Der Schrecken über das eigene Begehren
In einer schnellen, hart aufeinandertreffenden Szenenfolge offenbart Claus die unglaubliche Wahrheit. Es ist Georges' Albtraum und zugleich die vielschichtige Rekonstruktion dessen, was an jenem Abend zwischen Vater und Tochter geschehen ist. De Vroedt entscheidet sich für eine Videocollage, die auf die geschlossenen Fenster der Hauswand projiziert wird, hinter der die Wohnung von Jeanne und Georges liegt, eine Parallelbühne von mehreren Zimmern. Die aufreizend in kurzen weißen Shorts und Kuschelsweatshirt gekleidete Christiane, weise und fordernd gespielt von Kristina Peters, ist eine kesse Lolita, sehr blond und mit rot geschminkten Lippen, eine Freitag-Geborene. Vater und Tochter philosophieren, sie albern und tanzen. Und beiden Gesichtern ist – dank eines sehr gut fotografierten und geschnittenen Films – immer wieder der Schrecken über das eigene Begehren abzulesen. Das Unaussprechliche geschieht als logische Konsequenz, beiläufig und hastig, aber einvernehmlich.

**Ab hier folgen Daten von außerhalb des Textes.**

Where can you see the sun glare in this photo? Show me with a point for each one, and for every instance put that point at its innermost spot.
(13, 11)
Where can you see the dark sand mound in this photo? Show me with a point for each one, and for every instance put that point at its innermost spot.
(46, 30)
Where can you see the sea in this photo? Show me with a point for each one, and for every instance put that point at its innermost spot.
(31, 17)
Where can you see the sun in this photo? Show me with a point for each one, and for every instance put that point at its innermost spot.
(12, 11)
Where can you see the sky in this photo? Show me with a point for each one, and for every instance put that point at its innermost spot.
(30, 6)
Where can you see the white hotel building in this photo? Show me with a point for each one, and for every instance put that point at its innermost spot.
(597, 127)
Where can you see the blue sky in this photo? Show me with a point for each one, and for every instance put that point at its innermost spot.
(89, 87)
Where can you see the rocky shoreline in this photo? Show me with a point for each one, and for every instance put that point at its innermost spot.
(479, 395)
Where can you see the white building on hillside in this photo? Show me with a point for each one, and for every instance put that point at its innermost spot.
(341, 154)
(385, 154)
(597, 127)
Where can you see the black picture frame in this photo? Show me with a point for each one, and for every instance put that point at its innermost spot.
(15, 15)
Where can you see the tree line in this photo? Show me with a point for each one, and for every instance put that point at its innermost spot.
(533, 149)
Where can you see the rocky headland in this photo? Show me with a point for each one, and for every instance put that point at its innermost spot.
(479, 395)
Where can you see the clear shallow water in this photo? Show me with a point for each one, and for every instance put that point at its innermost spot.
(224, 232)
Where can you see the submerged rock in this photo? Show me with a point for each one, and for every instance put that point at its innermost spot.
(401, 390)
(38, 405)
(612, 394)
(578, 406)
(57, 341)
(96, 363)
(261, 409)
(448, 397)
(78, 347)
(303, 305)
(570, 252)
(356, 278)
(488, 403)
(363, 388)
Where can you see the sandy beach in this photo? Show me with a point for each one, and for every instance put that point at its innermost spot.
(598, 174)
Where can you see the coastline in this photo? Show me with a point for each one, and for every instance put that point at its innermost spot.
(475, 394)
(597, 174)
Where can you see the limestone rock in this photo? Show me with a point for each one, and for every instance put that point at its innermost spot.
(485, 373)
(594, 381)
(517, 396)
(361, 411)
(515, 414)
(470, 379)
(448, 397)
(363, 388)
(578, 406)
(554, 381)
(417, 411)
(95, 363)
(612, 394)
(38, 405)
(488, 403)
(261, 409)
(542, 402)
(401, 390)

Georges gesteht seiner Frau und ihrem Geliebten, was tatsächlich geschah. Die drei sitzen, ein Glas Rotwein in der Hand, vor dem Foto der jungen Konfirmandin Christiane wie vor einem Altar. "Es ist, als hätten sie ein Seil an unsere Eingeweide geknüpft und würden daran ziehen, von einer Seite an die andere." Jeanne (Bettina Engelhardt) ist eine Frau zwischen zwei Männern und eine Mutter, deren eigene Tochter zur jüngeren Nebenbuhlerin geworden ist – mal schlampig, mal schmerzvoll und unendlich ratlos. "Was machen wir denn jetzt damit?" fragt sie immer wieder, denn keiner von ihnen hat das Zeug, mit der Situation umzugehen. Woher denn auch?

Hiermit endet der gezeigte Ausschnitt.